Mood Captioning detects the emotion of the speaker and changes the subtitle color to be based on that emotion.
The application was built in Flutter and designed to receive a JSON file with the subtitles and their information. We take in the text, starting timestamp, ending timestamp, and mood.
Used an Emotion recognition library to recognize 9 different emotions through a WAV audio file. Found the time offset for each sentence in the video and generate the transcript for the subtitles. Parsed the FLAC audio files and transcript to create a JSON file with a mood, timestamp that relates to a color to be passed to the front-end flutter app.
- Syncing up the subtitle and the video as well as starting them at the same time. For this demo, we replaced that with a last-minute fix of just refreshing every 2 seconds.
- Connecting the two sides of the application together.
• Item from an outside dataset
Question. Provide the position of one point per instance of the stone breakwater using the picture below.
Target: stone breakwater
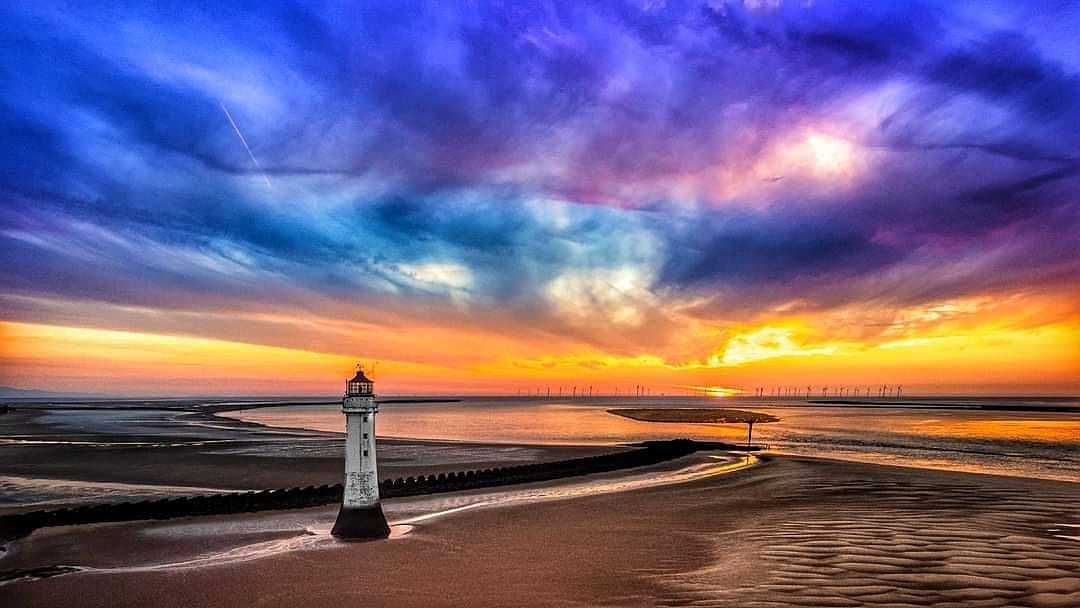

Currently, the application just takes the json file generated by the back end.
- Timestamps on audio transcripts in order to sync video and subtitles and emotion.
- Converting files from mp4, WAV, FLAC, JSON.
Building a web application using Flutter from scratch! I've only recently started poking around with Flutter so this is my very first project in it.
My first time working with Google Cloud Speech to Text in order to create a timestamp to correlate to when each word was being said.